By the way, to add to my previous comment, WordPress tumbleloggers might be interested in the Quick Post plugin and the WordPressDash widget (for Macs).
Hello weisheng. I love your WordPress tumble-hybrid design. The site looks great.
I agree with you thoughts on wanting to stick with WordPress. There are just so many features already built-in and the ability to add even more with plugins that it is hard to give WordPress up for a hosted service. However, I think if davidville makes some of the updates to Tumblr that users are asking for it will be a great publishing platform too.
I have tried the Quick Post plugin on two different sites and it never worked correctly. Every time I used it, the post was duplicated. So, I would have to always go into the admin and delete one of the posts.
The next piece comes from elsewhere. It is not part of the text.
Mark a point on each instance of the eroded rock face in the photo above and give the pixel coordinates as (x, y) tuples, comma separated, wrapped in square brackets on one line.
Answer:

I also read that some users are having issues with it working with WP 2.3. I just use the regular built in “Press it” link from the WP admin. I will take a look at the widget you mentioned though.
Yeah, I’m afraid I jumped the gun a little there, the plugin is broken in WP 2.3 at the moment. For Mac users the widget is great though, I post through it all the time now. Windows users will have to look out for a Vista sidebar or Yahoo widget.
Weisheng - The WordPress Dash Widget doesn’t allow for the tagging available in WP 2.3 does it?
You’re right in that it doesn’t support adding tags of any form (native or UTW). However that doesn’t really come into the picture for me because I don’t tag my posts. I find tagging too tedious and I tend to tag almost every damn word in my post! Also, I don’t include archives or categories on my tumblelog so tags aren’t of much use for users. Those are more blog features, I prefer to keep the tumblelog as simplistic as possible.
It’s funny I came across your post, because I have the same feelings as you do about tumblelogs…they are simple which is great but they lack basic features like commenting. That’s why I have decided to throw my OSS hat into the ring and design a dead simple self-hosted tumblelog system.
The first post regarding it can be found over here: http://projects.brianbommarito.net/blog/2007/10/12/self-hosted-tumblelog/
And if you want to give it a try, let me know and I will give you advance notice of the versions as they hit.
Hello Brian. Thanks for sharing your adventure in starting to build you own tumbling CMS. I prefer to use the solutions readily available at the moment. Good luck with it!